Volviendo: otro que no soporto es Sábato, el autoproclamado juez moral de la nación, que no podía rebajarse a hablar coloquialmente siquiera en las entrevistas e iba desperdigando mala poesía por las secciones culturales de los diarios. Hace varios años leí una entrevista, creo que en el Río Negro, donde le preguntaban de, pongámosle, el precio de las papas, y salía con algo así como “siempre he sido oscuramente conciente de la nocturnal belleza de la muerte” y qué se yo, así que no pude seguir leyendo. Porque, no jodamos, la literatura es arte, es composición destinada a la belleza formal sobre el soporte de una historia o una idea, y el habla es comunicación puesta en práctica. Ni se habla como se escribe ni se escribe como se habla (a menos que estés escribiendo un diálogo, donde sí opino que debe entrar lo coloquial por la puerta grande, para que no quede forzado o irreal).
Pero, a pesar de cualquier consideración, Sobre héroes y tumbas es buenísimo. Tengo que reconocer que entendí la mitad, no porque fuera difícil de leer sino porque entre la belleza de las frases muchas veces no lograba ver un sentido, pero esa belleza literaria es innegable y con la mitad que entendí me alcanzó.

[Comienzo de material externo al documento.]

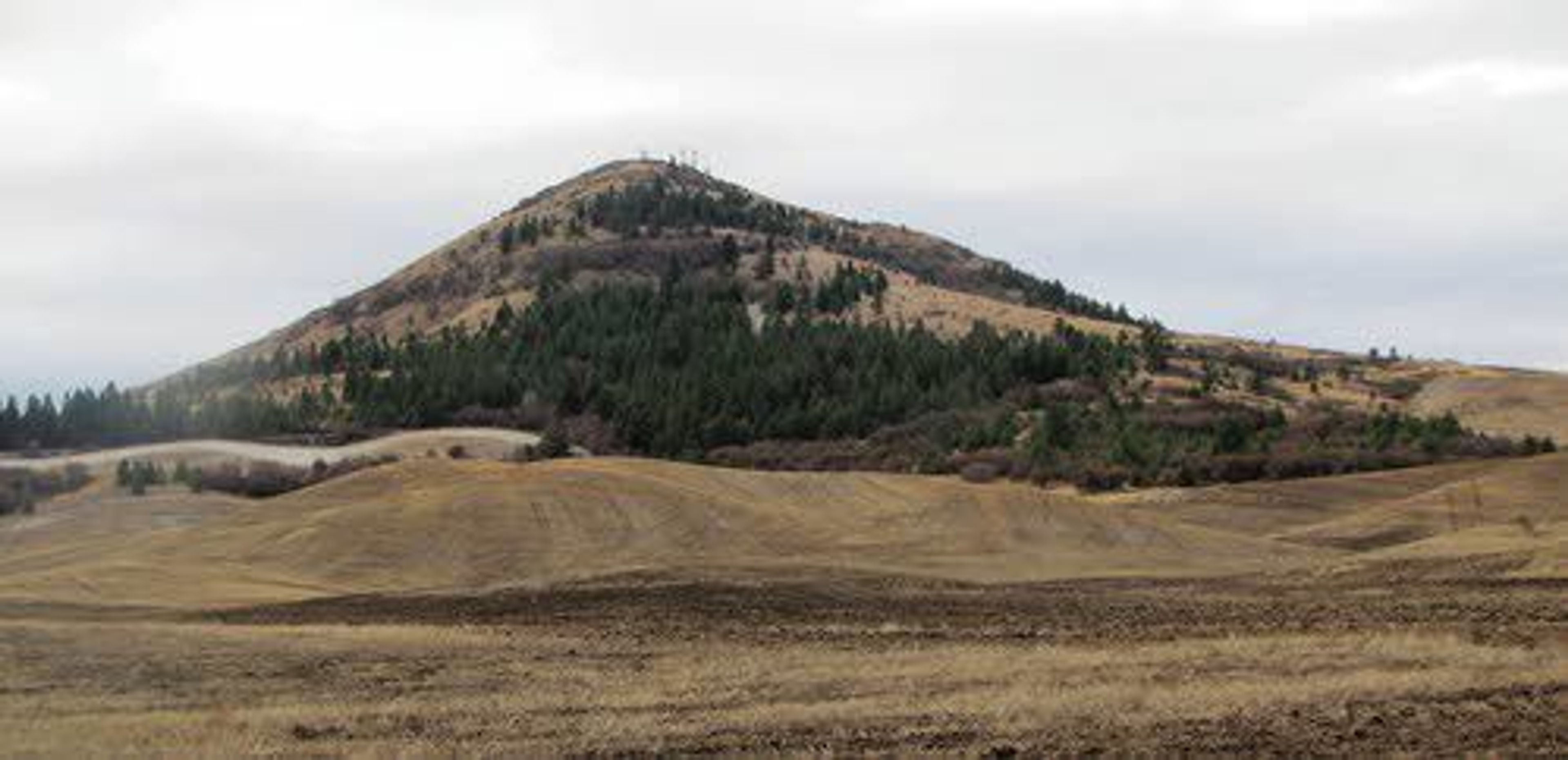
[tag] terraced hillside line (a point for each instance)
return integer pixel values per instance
(490, 441)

El túnel es un bostezo de proporciones cósmicas, eso sí.
Otro contra el que estaba mal predispuesto era Alejo Carpentier. Primero, porque lo recomendaba una profesora de la universidad francamente repelente. Segundo, porque es un escritor barroco y relaciono al barroquismo con la impericia a la hora de escribir: todos somos barrocos hasta que nos damos cuenta de que escribir bien no es escribir mucho sino escribir lo justo y necesario, de que tres adjetivos pueden decir menos que uno solo bien usado, de que no tenés que enterrarte en el diccionario si con las palabras que pronunciás todos los días podés expresar tus ideas lo más bien.
Empecé a leer Los pasos perdidos en noviembre y lo dejé. No me gustó. Lo retomé dos veces, creo, en las sesiones de lectura más desprestigiadas: las que se realizan en el retiro espiritual del baño. Y no había caso. Hasta que llegué al capítulo 9 y el libro despegó, para mí al menos, con unas reflexiones del personaje/narrador acerca de la Segunda Guerra Mundial. Se ve que lo anterior, la descripción de la vida aburrida y burguesa de un emigrado en Francia, me tenían muy sin cuidado, pero cuando el foco pasó al exterior, pasó de la autodescripción a la descripción del mundo, la cosa cambió y se me hizo interesante. En definitiva, del capítulo 9 en adelante, me pareció una muy buena novela. No una maravilla, pero sí mucho mejor de lo que esperaba.
Ahora, el último escritor que detesto que se me venga a la mente, es Saramago. Tendré que comprarme algo suyo que encuentre barato y ver cómo resulta eso.
Habrán notado que no nombré a Cohelo, pero no pienso dignificar a ese ladrón hijo de puta con el mote de escritor. Y me banqué un engendro suyo solamente para poder hablar con conocimiento de causa. Fueron las 100 páginas más largas de mi vida. Tardé dos semanas en leerlas, mientras las 500 de Cien años de soledad las quemé en tres o cuatro días, dependiendo de cómo haga la cuenta. Pero es que era una tortura oriental.
Antes que volver a leer algo de Cohelo me lavo los ojos con soda cáustica y una esponja Patito.